Ans: Yes, this affects only right triangles. We can’t possibly say that trig ratios will work if we have an oblique triangle. Thus, to tackle such scenarios, we’ll use other approaches. These are things such as the laws of sines and cosines.

**2. **** When to use sohcahtoa?**

Ans: It may be that you have a right triangle and you know two of the side lengths. And, you need to find the third side. Thus, that is when you must use the SOHCAHTOA.

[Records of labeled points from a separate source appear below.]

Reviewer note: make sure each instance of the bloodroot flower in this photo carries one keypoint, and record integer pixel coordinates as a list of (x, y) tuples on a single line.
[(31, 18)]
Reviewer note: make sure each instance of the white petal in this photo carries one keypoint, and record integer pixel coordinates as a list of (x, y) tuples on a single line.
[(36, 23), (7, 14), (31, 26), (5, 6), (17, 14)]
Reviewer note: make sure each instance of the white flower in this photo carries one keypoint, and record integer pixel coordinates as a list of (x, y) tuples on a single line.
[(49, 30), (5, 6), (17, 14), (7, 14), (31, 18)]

### 3. **What do you mean by solving a right triangle?**

Ans: Solving a right triangle, or any triangle for that matter, entails the finding of all missing lengths and angles. To find any missing angle or side length measures, you can use many ways. However, you can use Trig Ratios, or the Pythagorean Theorem.

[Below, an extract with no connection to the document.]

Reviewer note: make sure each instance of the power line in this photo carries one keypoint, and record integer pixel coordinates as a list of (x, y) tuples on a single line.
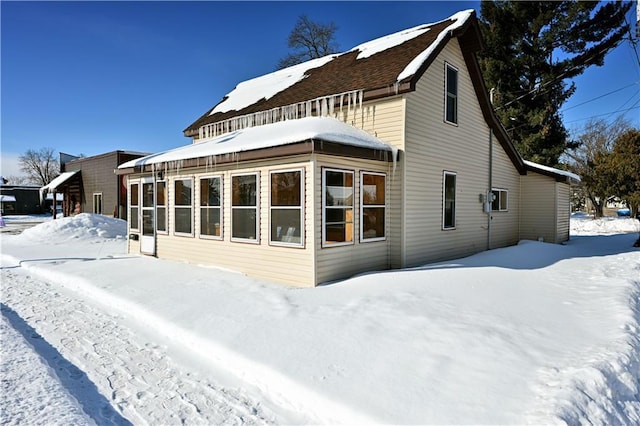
[(601, 96)]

**4. ****What is trigonometry?**

Ans: We call the study of triangular ratios trigonometry.The ratio between any two sides of a right-angled triangle is the same. And, we represent it by the trig ratios cos, sin, and tan. For example, you can use the sine ratio to find some extra triangle data via trigonometry.

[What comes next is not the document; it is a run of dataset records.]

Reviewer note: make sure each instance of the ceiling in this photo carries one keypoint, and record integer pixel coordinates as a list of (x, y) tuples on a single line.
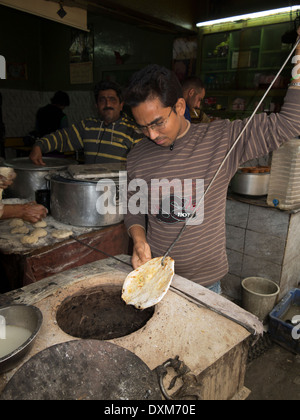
[(173, 16)]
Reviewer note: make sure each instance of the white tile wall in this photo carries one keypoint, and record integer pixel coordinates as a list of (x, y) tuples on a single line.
[(19, 108)]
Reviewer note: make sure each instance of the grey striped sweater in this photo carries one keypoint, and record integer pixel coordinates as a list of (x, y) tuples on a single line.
[(200, 255)]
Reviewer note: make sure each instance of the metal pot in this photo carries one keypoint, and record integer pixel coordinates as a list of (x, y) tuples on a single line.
[(25, 316), (86, 203), (31, 178), (252, 184)]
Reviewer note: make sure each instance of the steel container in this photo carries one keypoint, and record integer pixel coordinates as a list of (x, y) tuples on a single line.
[(251, 184), (31, 178), (25, 316), (86, 203)]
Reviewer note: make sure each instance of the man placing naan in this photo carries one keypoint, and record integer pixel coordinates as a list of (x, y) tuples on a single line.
[(175, 149)]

**5. ****How to solve trigonometry questions easily?**

Ans: Firstly, decide which two you have from hypotenuse, adjacent, opposite, and angle.

First, decide which two you have from the hypotenuse, adjacent, opposite, and angle.

Now, select which of the left possibilities you are trying to compute.

Then, choose the type of relationship you want (remember, SOHCAHTOA rule).

Then, fill up the blanks with the info you have and rearrange the bits and solve for the unknown value.

Use any online trig calculator to double-check your answers.

Also, we have provided the link for one in this article.

**6. ****What do people use trigonometry for?**

Ans: Teachers teach all triangles and mainly right angled triangles in particular, using trigonometry. Also, people use trigonometry in a few other subjects. For example, construction, physics, chemistry, engineering, and astronomy, as you can find triangles all around.

**7. ****Does Sohcahtoa work on non-right triangles?**

Ans: We use Pythagoras’ Theorem and SOHCAHTOA mostly for right-angled triangles. These solutions, however, are ineffective for non-right angled triangles. But, we have the cosine rule, sine rule, and a novel term for getting area for such triangles.

**8. ****What can we use Sohcahtoa for?**

Ans: SOHCAHTOA is a handy mnemonic for recalling how to find side and angle lengths in right triangles. However, we cannot apply it to non right-angled triangles.